RECHTBANK NOORD-HOLLAND

Handel, Kanton en Bewind
locatie Zaanstad
Zaaknr./rolnr.: 10795403 \ CV EXPL 23-3832
Uitspraakdatum: 11 april 2024
Vonnis van de kantonrechter in de zaak van:
[eiser] handelende onder de naam [bedrijf]
wonende te [woonplaats]
eiser
verder te noemen: [eiser]
gemachtigde: GGN Mastering Credit B.V.
tegen
de besloten vennootschap met beperkte aansprakelijkheid
ICTDET B.V.
gevestigd te Purmerend
gedaagde
verder te noemen: ICTDET
gemachtigde: [gemachtigde]
De zaak in het kort
In deze zaak vordert een eisende partij dat de gedaagde partij wordt veroordeeld tot betaling van een factuur voor werkzaamheden. De kantonrechter wijst de vordering toe, omdat gedaagde erkent dat de factuur nog moet worden betaald. Het beroep van gedaagde op verrekening slaagt niet, omdat niet eenvoudig kan worden vastgesteld dat dit beroep terecht is.

1.Het procesverloop

1.1.
[eiser] heeft bij dagvaarding van 1 november 2023 een vordering tegen ICTDET ingesteld. ICTDET heeft schriftelijk geantwoord.
1.2.
Op 13 maart 2024 heeft een zitting plaatsgevonden. De griffier heeft aantekeningen gemaakt van wat partijen ter toelichting van hun standpunten naar voren hebben gebracht. ICTDET heeft gebruik gemaakt van pleitaantekeningen, die zijn overgelegd. Voorafgaand aan de zitting heeft [eiser] bij brief van 27 februari 2024 nog stukken toegezonden.

2.De feiten

2.1.
ICTDET houdt zich bezig met het uitvoeren van opdrachten van derden met betrekking tot dienstverlening op het gebied van informatietechnologie. ICTDET heeft voor de uitvoering van opdrachten gebruik gemaakt van de diensten van [eiser].
2.2.
[eiser] is zelfstandig ondernemer en verstuurt facturen voor de door hem uitgevoerde werkzaamheden.
2.3.
Eind oktober 2016 hebben partijen een overeenkomst gesloten ‘Betreffende Inkoop van Informatietechnologie Diensten’. [eiser] is met ingang van 26 oktober 2016 tot en met medio januari 2019 door ICTDET gedetacheerd naar de rechtsvoorganger van ATOS Nederland B.V. (hierna: Atos). [eiser] was werkzaam op een project van de NS.
2.4.
Met ingang van februari 2022 is [eiser] weer via ICTDET werkzaamheden gaan verrichten bij een ander project van Atos.
2.5.
[eiser] heeft op 5 april 2023 voor de door hem verrichte werkzaamheden een factuur ter hoogte van € 19.263,20 naar ICTDET verzonden.
2.6.
Per 31 maart 2023 is de detachering van [eiser] bij Atos via ICTDET geëindigd.
2.7.
[eiser] is aansluitend rechtstreeks als zzp-er door Atos ingehuurd.
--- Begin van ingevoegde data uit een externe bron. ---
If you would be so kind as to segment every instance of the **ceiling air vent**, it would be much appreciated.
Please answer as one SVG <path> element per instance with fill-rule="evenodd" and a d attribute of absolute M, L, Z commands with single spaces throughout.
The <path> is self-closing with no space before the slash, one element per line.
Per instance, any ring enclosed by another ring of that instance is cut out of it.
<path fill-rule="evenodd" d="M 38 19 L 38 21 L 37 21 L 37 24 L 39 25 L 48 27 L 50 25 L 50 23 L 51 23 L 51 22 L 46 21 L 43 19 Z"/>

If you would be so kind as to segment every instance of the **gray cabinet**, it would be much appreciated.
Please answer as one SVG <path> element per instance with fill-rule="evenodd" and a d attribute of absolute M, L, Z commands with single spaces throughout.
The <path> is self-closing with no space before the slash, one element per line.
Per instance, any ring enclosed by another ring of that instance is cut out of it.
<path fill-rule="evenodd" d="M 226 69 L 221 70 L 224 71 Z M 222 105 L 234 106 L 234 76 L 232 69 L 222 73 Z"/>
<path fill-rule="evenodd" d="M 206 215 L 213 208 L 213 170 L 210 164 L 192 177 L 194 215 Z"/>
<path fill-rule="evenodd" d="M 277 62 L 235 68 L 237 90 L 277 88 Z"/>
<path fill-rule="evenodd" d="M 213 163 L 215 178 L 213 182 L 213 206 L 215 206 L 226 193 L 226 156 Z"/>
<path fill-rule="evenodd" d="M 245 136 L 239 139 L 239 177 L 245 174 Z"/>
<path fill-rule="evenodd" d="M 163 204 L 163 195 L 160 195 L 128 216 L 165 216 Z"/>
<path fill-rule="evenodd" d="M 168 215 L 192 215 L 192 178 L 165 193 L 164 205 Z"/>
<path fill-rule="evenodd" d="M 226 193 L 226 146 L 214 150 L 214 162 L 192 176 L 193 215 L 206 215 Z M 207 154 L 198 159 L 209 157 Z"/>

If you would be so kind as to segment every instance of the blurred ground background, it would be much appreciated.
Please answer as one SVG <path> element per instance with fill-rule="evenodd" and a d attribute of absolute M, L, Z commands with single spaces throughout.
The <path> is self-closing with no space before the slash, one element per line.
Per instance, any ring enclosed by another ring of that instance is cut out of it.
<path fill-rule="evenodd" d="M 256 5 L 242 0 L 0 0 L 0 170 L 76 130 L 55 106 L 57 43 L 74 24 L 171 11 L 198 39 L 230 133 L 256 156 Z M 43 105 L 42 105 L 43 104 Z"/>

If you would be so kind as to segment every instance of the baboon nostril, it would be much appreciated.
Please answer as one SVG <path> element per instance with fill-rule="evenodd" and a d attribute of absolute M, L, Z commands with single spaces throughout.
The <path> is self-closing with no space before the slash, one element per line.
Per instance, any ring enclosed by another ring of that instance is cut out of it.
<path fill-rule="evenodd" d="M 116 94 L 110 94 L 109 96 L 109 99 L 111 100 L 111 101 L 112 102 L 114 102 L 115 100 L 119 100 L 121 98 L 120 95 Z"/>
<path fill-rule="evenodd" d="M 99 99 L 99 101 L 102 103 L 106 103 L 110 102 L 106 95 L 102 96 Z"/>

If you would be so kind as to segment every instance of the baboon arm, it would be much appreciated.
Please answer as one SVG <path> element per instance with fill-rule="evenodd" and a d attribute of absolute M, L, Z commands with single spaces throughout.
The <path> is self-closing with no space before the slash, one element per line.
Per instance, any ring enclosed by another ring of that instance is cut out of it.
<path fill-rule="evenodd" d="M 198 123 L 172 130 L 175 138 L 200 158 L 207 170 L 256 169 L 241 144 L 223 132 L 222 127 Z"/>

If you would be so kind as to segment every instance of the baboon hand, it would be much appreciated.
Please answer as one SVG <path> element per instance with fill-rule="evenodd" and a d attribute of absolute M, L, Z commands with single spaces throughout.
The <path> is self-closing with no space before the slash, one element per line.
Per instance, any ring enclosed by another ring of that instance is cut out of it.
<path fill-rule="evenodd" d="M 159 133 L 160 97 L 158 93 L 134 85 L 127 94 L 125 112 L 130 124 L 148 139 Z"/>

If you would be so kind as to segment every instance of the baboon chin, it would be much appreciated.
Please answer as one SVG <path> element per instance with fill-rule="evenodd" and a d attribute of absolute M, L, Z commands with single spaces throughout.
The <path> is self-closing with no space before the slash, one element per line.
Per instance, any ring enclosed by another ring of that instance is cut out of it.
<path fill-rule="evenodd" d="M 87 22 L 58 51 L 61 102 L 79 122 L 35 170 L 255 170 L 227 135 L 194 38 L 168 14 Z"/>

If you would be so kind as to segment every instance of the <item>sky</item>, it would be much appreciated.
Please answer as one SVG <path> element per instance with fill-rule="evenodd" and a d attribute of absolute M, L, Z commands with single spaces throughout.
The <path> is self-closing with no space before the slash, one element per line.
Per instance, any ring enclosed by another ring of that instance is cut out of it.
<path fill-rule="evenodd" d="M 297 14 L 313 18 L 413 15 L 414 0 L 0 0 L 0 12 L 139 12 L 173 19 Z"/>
3.De vordering en het verweer

3.1.
[eiser] vordert dat de kantonrechter ICTDET veroordeelt tot betaling van
€ 22.710,02, te vermeerderen met verdere rente en de proceskosten. [eiser] legt aan de vordering ten grondslag – kort weergegeven – dat hij via ICTDET diverse werkzaamheden heeft verricht voor Atos. Ondanks herhaalde aanmaning heeft ICTDET de door [eiser] voor zijn werkzaamheden verzonden factuur van € 19.263,20 niet betaald. [eiser] lijdt hierdoor schade. ICTDET dient deze schade die bestaat uit € 2.301,32 aan buitengerechtelijke incassokosten en € 1.145,50 aan reeds verschenen rente aan [eiser] te vergoeden.
3.2.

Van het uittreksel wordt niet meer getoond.